Clones

Elle avait emprunté son itinéraire habituel qui longeait la rade de Dinard.

Un ciel bas pesait sur la mer et enveloppait le littoral de sa grisaille.

Elle aimait les ciels marins tourmentés qui rapportent du grand large leurs histoires de pirates.

Elle s’était arrêtée devant deux goélands argentés.

Un jour, un oiseau de cette espèce l’avait attaquée sans qu’elle sache pourquoi. Décidément ces volatiles avaient toujours à lui apprendre : ces deux-là cheminaient côte à côte, exactement du même pas, faisant halte au même endroit.

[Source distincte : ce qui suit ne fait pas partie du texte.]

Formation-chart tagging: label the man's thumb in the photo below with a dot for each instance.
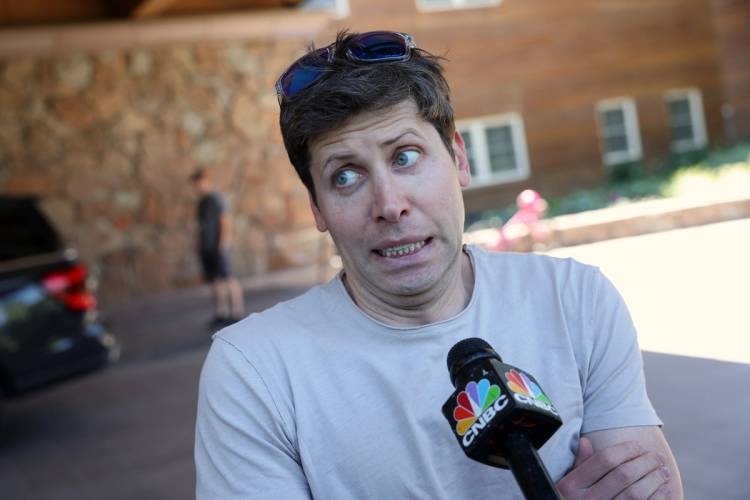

Celui de gauche calquait sa marche sur celle de son petit camarade.

Elle était fascinée par ces sosies élégants, au cou pareillement blanc qui s’enfonçait entre des ailes d’un gris perle identique. Et sur le bec jaune – tantôt gloussant vers l’autre ou aboyant à tue-tête –, ils portaient un poinçon rouge à l’encoignure du nez.

Elle avait suivi leur pas de deux, hypnotisée par leur symbiose parfaite. Ils allaient et venaient dans un ballet orchestré, sans concertation apparente.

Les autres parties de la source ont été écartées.